DEAR DOCTOR K >> A friend says that my young son should get the vaccine that protects girls against cervical cancer. That doesn't seem to make sense. Can you explain?

DEAR READER >> Your friend is right, and here's why: The vaccine is against a virus called human papilloma virus (HPV). There are more than 100 strains of HPV; about 40 of these strains can be transmitted by sexual contact. So-called low-risk strains cause genital warts. High-risk strains can cause cancers of the cervix, anus, penis and throat. I'll call these the HPV-related cancers. Not all of these cancers are caused only by HPV, but the virus is an important cause of each. Most cases of cervical cancer in women in the United States are caused by HPV.

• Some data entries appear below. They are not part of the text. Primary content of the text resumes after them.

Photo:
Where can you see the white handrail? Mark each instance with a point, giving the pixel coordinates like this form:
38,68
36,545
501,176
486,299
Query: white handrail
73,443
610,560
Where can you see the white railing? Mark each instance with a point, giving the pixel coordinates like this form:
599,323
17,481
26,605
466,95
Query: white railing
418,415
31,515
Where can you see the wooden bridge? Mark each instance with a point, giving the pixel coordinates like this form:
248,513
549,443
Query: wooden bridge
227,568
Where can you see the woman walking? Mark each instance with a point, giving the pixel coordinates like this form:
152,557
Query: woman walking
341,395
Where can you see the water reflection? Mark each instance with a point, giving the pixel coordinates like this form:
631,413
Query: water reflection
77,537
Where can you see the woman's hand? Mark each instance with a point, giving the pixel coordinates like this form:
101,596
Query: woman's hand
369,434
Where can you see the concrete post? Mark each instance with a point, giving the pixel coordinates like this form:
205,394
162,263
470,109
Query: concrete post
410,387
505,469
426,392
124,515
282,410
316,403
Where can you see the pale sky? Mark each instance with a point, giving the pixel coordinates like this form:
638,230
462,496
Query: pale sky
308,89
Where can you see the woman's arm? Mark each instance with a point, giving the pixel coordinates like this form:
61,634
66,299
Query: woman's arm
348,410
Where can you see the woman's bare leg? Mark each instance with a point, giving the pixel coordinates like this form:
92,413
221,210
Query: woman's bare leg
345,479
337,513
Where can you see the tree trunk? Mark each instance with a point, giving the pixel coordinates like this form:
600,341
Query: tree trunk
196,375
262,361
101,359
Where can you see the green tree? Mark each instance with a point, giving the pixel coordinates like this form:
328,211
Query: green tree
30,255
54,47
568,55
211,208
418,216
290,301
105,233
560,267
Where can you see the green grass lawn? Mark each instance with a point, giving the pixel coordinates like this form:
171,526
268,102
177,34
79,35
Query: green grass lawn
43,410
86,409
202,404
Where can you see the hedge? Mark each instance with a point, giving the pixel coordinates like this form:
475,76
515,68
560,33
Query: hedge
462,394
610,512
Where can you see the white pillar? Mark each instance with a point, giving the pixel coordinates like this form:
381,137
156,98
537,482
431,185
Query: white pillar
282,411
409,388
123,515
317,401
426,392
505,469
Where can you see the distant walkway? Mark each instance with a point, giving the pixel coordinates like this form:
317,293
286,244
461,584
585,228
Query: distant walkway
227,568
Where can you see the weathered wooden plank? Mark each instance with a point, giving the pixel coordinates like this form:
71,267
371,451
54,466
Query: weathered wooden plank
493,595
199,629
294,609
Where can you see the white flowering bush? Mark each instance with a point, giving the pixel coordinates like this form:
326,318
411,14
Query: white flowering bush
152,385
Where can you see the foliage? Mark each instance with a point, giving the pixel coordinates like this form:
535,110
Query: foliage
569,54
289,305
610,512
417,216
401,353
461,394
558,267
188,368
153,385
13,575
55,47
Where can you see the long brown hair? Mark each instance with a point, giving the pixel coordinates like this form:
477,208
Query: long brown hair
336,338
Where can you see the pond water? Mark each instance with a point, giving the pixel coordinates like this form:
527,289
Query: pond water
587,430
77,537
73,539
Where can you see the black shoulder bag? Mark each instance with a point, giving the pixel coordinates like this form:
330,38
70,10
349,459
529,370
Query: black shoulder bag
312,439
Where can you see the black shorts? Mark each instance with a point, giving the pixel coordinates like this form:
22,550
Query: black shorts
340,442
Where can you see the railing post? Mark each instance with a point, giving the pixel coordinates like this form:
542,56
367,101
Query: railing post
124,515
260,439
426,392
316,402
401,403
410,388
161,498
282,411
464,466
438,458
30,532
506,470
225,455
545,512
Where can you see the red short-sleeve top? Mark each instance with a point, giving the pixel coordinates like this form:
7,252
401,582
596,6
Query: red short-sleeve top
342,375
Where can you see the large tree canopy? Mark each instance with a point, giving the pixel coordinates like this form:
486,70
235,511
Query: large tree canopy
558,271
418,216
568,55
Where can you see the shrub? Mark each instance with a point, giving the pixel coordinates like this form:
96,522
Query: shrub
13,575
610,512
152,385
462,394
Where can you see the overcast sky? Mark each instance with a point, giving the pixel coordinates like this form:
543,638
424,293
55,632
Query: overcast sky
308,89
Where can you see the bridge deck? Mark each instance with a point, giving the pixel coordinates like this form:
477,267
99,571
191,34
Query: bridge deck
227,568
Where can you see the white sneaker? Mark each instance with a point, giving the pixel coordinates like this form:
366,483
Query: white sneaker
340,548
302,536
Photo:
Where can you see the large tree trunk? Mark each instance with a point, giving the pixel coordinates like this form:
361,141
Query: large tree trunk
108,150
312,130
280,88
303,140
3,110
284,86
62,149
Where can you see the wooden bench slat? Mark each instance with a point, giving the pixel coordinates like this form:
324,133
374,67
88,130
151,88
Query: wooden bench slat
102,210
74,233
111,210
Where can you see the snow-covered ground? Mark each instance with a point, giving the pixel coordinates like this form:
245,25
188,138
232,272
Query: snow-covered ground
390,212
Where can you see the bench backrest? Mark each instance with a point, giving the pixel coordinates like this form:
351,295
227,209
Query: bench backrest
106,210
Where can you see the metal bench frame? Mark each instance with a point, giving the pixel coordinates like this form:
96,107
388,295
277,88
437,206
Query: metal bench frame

In other words, HPV can cause cancers in men, and can be passed by men to women through sex. So giving the vaccine to boys protects them when they become men, and protects women with whom they may have sex.

HPV is very common. Most sexually active adults become infected with HPV before the age of 50 — and most of them don't know they have it. It doesn't cause symptoms in most people. However, infected adults can still transmit HPV to their sexual partners regardless of symptoms. Safe sexual practices such as using condoms can reduce the risk of infection.

Fortunately, many people with HPV infection never develop cancer from it. However, people with HPV infections — including people with "silent" infections that cause no symptoms — are at much higher risk for getting HPV-related cancers.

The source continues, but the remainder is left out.